The  ACA brought new people into the health system, many of whom are less healthy than those insured in the past. In some cases, this was due to an inability to afford health insurance, due to pre-existing conditions.

Pre-existing conditions are no longer a reason to deny or sharply increase the costs of coverage, but the situation leaves insurers with few ways to recoup added costs.

Highmark claimed it  demonstrated its willingness to be a meaningful partner in the ACA program and has agreed to participate in good faith, with the understanding that the United States would honor its obligations.

Highmark states that it is owed nearly $223 million, less any prorated amounts paid by the government for CY 2014 alone.
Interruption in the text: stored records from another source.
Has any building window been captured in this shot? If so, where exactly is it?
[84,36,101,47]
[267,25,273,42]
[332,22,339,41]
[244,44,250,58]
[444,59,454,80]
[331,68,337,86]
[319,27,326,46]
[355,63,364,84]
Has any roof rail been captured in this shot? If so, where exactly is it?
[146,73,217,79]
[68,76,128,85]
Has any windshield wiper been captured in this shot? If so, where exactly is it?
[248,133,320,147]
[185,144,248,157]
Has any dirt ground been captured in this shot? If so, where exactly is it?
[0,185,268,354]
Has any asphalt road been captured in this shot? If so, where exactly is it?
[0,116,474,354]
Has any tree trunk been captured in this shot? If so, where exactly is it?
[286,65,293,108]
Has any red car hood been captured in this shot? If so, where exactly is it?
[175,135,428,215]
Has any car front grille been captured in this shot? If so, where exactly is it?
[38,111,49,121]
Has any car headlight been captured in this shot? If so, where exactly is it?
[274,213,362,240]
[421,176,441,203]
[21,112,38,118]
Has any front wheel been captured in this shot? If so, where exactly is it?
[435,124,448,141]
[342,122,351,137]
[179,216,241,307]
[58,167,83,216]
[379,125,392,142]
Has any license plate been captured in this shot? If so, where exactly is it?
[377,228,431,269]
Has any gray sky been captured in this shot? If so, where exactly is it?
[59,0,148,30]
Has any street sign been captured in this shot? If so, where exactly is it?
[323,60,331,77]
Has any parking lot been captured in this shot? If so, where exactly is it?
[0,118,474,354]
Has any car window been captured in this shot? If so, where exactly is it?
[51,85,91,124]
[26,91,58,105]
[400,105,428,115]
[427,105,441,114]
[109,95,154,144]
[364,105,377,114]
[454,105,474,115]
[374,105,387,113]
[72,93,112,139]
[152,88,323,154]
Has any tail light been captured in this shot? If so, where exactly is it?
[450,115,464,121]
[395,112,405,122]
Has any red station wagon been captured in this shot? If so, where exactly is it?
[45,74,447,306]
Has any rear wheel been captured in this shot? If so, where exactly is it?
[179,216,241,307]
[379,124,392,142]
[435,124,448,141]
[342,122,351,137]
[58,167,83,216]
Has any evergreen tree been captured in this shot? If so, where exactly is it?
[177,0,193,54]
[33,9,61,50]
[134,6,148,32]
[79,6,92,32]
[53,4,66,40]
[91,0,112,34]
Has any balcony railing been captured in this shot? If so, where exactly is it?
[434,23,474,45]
The Centers for Medicare and Medicaid Services (“CMS”) has paid only approximately $27.3 million of this total now past due, Highmark states.

“Highmark entered the ACA markets in good faith — as encouraged by the federal government — with the assurance that the government would fulfill its legal commitments,” said Highmark CEO David Holmberg. “Given the federal government’s failure to honor its obligations, even after repeated assurances that it would do so, we have no choice but to file litigation. We have a fiduciary responsibility to our 5.2 million health plan members to seek payment.”
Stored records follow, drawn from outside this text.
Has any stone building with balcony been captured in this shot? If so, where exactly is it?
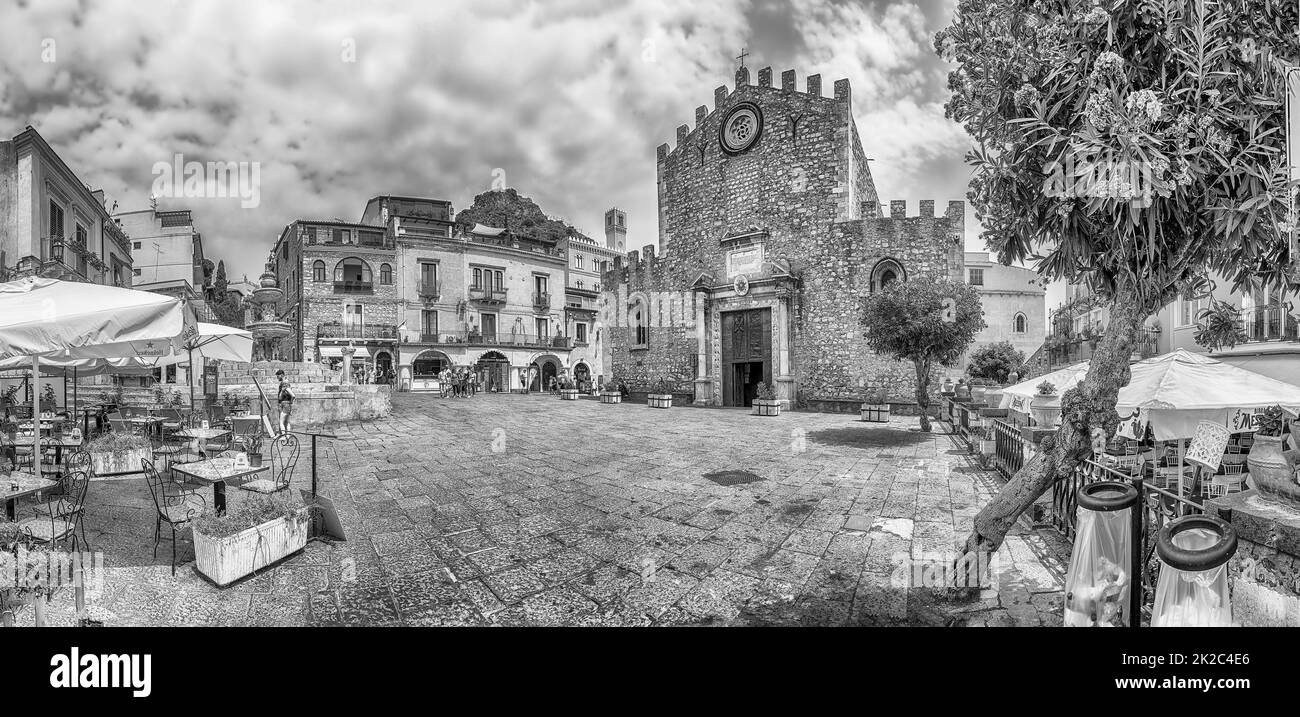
[391,205,573,392]
[113,207,208,297]
[0,126,133,287]
[601,68,966,412]
[274,209,402,369]
[274,196,572,391]
[563,208,628,386]
[966,252,1047,357]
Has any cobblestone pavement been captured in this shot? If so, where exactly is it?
[7,394,1069,626]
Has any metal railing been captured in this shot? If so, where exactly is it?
[405,331,573,348]
[334,281,374,294]
[989,418,1037,479]
[1052,460,1205,618]
[316,321,398,340]
[1242,304,1300,343]
[469,286,506,304]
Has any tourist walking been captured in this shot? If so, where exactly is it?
[276,369,294,435]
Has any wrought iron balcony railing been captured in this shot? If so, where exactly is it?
[469,286,506,304]
[316,321,398,340]
[334,281,374,294]
[405,331,573,349]
[1242,304,1300,343]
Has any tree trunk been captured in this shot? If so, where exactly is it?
[913,360,930,433]
[963,288,1158,561]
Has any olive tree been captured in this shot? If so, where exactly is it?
[862,279,984,431]
[935,0,1300,559]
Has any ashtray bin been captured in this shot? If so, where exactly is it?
[1065,481,1138,627]
[1151,516,1236,627]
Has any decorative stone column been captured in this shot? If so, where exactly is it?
[775,286,794,409]
[342,342,356,386]
[694,291,714,405]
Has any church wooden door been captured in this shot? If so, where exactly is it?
[722,309,772,407]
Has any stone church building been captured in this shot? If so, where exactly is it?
[601,66,965,410]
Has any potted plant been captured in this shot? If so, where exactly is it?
[754,383,781,416]
[86,431,153,475]
[862,387,889,423]
[646,378,672,408]
[39,383,59,416]
[601,381,623,403]
[1030,381,1061,429]
[194,496,311,587]
[560,377,581,401]
[1245,405,1300,508]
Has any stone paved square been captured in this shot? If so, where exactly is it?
[7,394,1065,626]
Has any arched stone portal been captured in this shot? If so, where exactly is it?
[475,351,510,392]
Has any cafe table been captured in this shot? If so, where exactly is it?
[172,459,270,516]
[0,472,59,521]
[176,429,230,459]
[17,433,82,465]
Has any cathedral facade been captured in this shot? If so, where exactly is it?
[599,68,965,409]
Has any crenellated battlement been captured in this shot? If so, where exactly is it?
[655,68,853,161]
[859,199,966,220]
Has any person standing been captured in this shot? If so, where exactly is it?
[276,369,294,435]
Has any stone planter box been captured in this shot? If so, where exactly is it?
[1030,396,1061,429]
[862,404,889,423]
[754,399,781,416]
[194,505,311,587]
[90,448,153,475]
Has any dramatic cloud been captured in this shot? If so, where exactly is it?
[0,0,974,283]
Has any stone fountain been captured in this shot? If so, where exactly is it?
[247,253,293,361]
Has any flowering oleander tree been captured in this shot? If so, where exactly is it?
[935,0,1300,557]
[862,279,984,433]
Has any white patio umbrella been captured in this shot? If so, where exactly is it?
[146,321,252,410]
[0,278,195,478]
[1115,349,1300,440]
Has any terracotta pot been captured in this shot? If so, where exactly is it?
[1245,434,1300,509]
[1030,394,1061,429]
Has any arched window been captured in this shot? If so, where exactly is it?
[334,256,374,283]
[628,299,649,346]
[871,258,907,292]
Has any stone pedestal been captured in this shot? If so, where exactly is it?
[696,377,714,405]
[342,346,356,384]
[1206,490,1300,627]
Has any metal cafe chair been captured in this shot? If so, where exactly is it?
[239,434,302,495]
[140,460,208,575]
[18,472,90,551]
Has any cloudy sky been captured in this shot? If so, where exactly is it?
[0,0,982,285]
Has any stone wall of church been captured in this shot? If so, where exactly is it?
[794,201,965,403]
[601,201,965,404]
[601,68,965,404]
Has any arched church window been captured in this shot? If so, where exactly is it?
[871,258,907,292]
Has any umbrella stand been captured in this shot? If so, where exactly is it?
[185,343,194,422]
[31,356,40,481]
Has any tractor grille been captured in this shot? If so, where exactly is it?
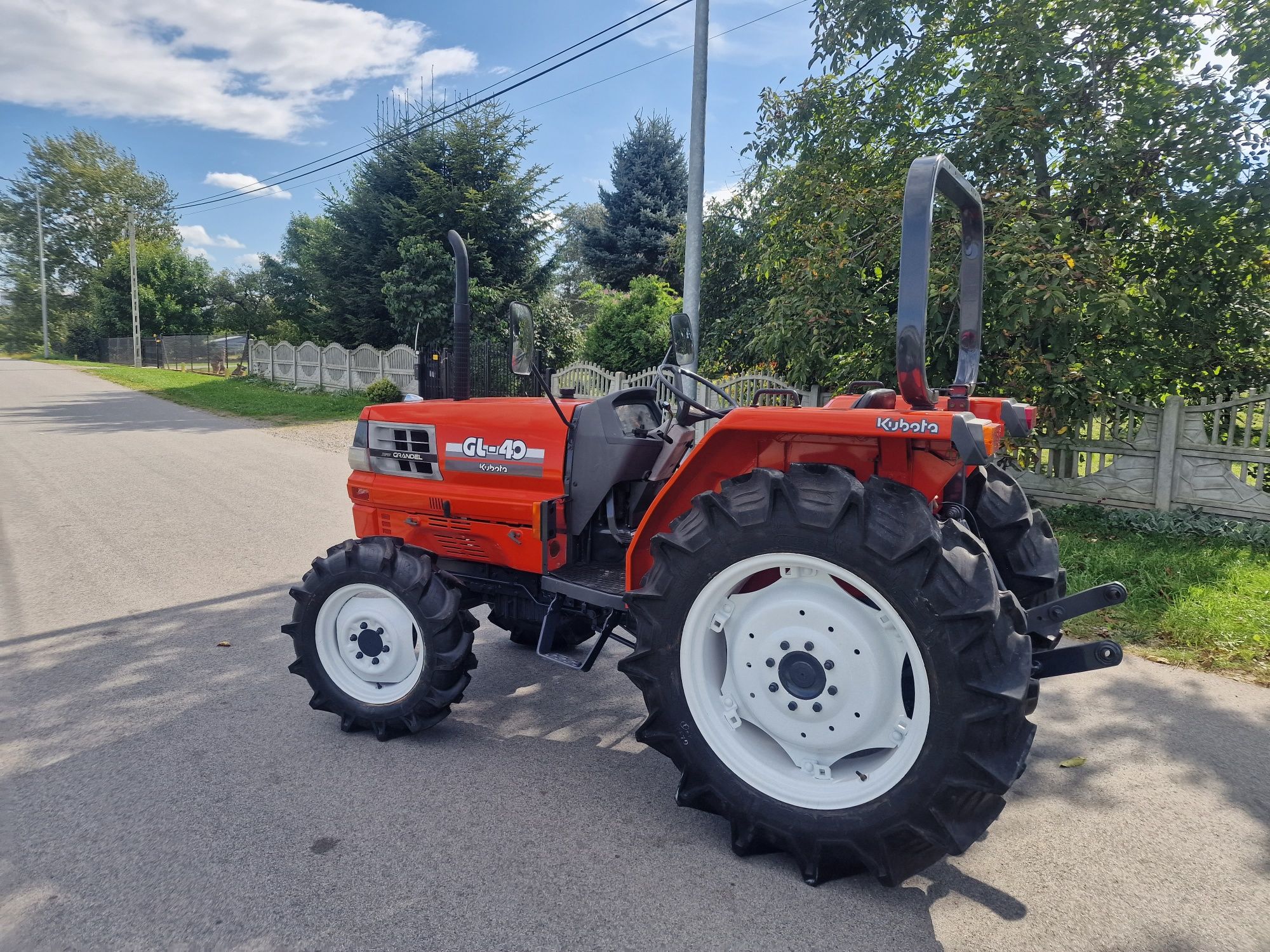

“Highmark remains committed to the individual insurance marketplace and its goal of guaranteeing that individuals receive the best coverage for their needs at an affordable price. Our stance has not changed,” added Holmberg. “Ensuring that the ACA market is viable for the future is a responsibility that should be shared by the entire health care community. We cannot regress and put the health of 12.7 million people at risk. It is essential we get the right premium rates, the right care delivery networks, and the right care management programs in place to stabilize the market so that it can sustain itself.”

Highmark is represented by Reed Smith LLP in the action filed in the U.S. Court of Federal Claims in Washington, D.C. on May 17.